Donald MacLeod 

Inca trail a washout

Freak weather conditions in South America are making life tough for trekkers on the Inca trail, reports Donald MacLeod.
  
  

Inca trail
A porter on the Inca trail Photograph: Public domain

We awoke to snow over Lake Titicaca yesterday - well, more of a mix of hail and sleet really. It looks beautiful on the surrounding hills, but it's not meant to happen. My guidebook gives the average rainfall for this month in this part of the world as zero.

But whether it's global warming, a mini el Niño or just the Incas' revenge, the dry season in Peru and Bolivia has turned distinctly wet. For thousands of gringos panting over the Inca Trail to Machu Picchu this July, life has become a lot more uncomfortable.

Be warned: the trail is four days of strenuous walking at the best of times, climbing to 4,200m (well over 12,000 feet) at its highest point, the ominously named Dead Woman's Pass, before dropping steeply...and then climbing steeply again. We did it in four days of almost continuous rain and there were times when it became a slog rather than a mystical life-changing experience. At one point we were trudging up a steep stone pathway with torrents pouring down either side, and a third torrent coming down the middle of the path. You can't help being full of admiration for the Inca road builders whose work has survived more than five centuries of extreme weather conditions. Meanwhile, my boots were full of Andean rainwater.

(We came across a party of contemporary path-makers a few days later on the Island of the Sun in the middle of Lake Titicaca - men and women carrying massive rocks behind their backs - about two dozen local villagers chattering and all pitching in together.)

The worst thing about the Inca Trail in the rain wasn't so much the struggle to keep dry in small dripping tents, as missing the views along the way - there was merely the suggestion of vast peaks and deep valleys through the clouds.

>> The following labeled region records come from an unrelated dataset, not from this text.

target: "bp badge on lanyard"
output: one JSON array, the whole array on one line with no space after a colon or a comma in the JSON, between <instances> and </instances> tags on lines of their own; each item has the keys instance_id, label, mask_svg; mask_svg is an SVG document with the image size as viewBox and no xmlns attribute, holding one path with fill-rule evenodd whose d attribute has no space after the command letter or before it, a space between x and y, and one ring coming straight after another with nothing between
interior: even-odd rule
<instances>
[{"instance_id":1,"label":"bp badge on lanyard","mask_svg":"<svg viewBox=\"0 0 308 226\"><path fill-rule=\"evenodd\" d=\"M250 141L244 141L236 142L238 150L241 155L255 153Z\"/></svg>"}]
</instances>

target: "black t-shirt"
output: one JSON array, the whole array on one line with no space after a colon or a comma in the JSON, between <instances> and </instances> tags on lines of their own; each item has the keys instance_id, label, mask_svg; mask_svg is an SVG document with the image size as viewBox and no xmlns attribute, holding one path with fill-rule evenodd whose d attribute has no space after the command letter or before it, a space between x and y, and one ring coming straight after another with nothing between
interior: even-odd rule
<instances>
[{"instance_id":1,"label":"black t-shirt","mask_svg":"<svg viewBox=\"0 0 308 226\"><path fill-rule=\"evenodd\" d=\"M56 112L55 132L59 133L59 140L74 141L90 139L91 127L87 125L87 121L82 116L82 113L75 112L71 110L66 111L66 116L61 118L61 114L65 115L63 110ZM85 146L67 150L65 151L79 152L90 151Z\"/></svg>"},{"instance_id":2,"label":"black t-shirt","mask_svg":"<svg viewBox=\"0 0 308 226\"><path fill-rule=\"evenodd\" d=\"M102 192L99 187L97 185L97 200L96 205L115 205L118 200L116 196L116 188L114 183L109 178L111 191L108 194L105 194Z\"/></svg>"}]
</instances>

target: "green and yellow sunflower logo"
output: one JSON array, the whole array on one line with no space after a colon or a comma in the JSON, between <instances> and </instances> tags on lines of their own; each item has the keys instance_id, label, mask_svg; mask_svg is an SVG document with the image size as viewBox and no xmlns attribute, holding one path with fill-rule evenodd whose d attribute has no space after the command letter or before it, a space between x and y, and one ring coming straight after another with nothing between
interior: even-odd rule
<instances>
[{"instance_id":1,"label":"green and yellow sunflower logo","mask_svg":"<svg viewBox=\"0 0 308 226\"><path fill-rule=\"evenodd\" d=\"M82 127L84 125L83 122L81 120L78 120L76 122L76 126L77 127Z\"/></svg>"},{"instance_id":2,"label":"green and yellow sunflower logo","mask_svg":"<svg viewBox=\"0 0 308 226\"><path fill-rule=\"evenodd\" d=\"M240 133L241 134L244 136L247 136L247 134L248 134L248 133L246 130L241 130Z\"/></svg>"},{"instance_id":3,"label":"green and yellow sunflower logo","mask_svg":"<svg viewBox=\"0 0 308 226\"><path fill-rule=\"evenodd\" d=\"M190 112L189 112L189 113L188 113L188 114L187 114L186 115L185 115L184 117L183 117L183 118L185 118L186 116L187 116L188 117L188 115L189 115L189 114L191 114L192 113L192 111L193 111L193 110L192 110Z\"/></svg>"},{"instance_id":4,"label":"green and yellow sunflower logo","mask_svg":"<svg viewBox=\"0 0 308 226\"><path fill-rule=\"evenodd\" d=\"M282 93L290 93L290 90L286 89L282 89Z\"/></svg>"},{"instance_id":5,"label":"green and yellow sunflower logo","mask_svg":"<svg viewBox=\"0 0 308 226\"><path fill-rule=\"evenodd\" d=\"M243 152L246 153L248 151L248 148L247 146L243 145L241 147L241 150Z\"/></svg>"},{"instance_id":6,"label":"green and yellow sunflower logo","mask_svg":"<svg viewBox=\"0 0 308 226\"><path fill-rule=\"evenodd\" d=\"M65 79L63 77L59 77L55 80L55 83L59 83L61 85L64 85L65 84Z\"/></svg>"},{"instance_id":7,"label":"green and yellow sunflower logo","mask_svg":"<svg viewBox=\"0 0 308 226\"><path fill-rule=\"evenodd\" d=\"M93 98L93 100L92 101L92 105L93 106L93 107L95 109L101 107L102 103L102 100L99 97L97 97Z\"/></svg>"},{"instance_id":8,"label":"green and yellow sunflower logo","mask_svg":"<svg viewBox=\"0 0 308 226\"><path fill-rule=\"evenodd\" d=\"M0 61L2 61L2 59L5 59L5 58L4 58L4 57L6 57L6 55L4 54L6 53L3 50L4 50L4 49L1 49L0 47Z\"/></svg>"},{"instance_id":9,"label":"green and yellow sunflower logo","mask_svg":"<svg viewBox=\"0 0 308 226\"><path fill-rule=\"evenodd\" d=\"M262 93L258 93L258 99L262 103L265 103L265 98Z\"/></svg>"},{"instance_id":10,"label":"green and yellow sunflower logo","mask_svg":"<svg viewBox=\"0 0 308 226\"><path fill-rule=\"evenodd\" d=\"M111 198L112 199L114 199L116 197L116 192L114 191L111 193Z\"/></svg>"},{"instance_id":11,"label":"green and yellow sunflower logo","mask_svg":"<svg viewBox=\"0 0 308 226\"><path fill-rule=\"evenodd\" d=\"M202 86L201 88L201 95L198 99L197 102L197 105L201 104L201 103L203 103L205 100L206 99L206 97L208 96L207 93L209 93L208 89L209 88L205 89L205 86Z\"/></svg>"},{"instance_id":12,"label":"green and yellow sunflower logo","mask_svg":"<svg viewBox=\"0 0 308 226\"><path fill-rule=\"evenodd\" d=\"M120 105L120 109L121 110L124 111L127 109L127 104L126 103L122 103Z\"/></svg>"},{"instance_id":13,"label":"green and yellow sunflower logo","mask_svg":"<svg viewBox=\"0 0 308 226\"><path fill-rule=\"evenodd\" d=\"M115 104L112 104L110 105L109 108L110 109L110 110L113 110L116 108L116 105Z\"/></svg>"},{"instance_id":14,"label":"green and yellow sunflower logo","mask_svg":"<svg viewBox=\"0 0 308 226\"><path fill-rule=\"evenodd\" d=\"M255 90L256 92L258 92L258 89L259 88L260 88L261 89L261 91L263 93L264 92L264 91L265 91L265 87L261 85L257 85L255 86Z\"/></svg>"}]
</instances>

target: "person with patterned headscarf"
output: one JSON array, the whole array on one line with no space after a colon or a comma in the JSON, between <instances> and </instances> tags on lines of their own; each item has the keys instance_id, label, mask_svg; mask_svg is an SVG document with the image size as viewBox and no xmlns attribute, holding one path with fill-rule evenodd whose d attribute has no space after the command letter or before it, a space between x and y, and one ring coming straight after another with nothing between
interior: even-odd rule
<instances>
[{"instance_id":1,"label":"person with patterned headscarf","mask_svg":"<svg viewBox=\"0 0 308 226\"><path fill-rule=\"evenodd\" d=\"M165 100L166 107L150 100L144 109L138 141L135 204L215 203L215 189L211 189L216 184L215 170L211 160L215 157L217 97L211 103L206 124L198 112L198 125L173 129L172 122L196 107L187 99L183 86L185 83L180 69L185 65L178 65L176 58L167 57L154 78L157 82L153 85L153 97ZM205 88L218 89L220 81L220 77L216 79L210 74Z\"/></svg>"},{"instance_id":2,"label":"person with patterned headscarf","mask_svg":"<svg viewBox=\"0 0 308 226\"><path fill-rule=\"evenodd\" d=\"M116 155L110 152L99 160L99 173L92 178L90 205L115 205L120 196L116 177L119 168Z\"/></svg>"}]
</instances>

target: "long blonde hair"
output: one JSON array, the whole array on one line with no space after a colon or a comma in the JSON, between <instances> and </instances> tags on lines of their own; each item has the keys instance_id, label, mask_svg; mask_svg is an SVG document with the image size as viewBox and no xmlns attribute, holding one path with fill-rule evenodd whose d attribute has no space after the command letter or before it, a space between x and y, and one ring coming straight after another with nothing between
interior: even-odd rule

At least we got through. Several parties a day behind us were turned back by their guides because there was thick snow on Dead Woman's Pass and it was thought unsafe. Backpackers' gossip was that they didn't all get their money back.

Don't let me put you off if you are thinking of doing the Inca Trail. Machu Picchu really is marvellous - and in our case the rain stopped as we reached the spot overlooking the extraordinary complex of buildings, which made up for everything.

But do take waterproof trousers and buy a poncho in Cusco (where there is now a roaring trade). You will look a bit daft but they keep off some of the wet. Several of our fellow trekkers did the walk in trainers - but they squelched. Moral: decent boots.

And when the going gets tough you want a good tour company - everyone going on the Inca Trail now has to go with an organised tour and official guide. We went with SAS, which was a bit more expensive than some (US$240 as opposed to US$180 for a lot of Cusco companies), but the service was good. Our porters produced amazing hot meals in very adverse conditions, quite apart from lugging four days provisions, ranging from gas cylinders to trays of eggs, up and over the mountains on their backs, packing up the tents behind us and still getting to the end of the day's trek before us to get the tents up and offer cups of hot tea.

You could try checking on the weather in advance but everyone seems a bit mystified. The South American Explorers Club has a Cusco branch (cuscoclub@saexplorers.org), although they didn't seem very well briefed on the current situation when I dropped in on them. There is also the English language Cusco Weekly.

If the unseasonable rain is inconvenient for tourists, spare a thought for the campesino farmers who at this time of year are trying to harvest, maize and dry their potatoes. We passed whole families painstakingly putting out potatoes (they come in a wide variety of colours and sizes) on straw mats one day. The next day it poured with rain, and they had to start again from scratch.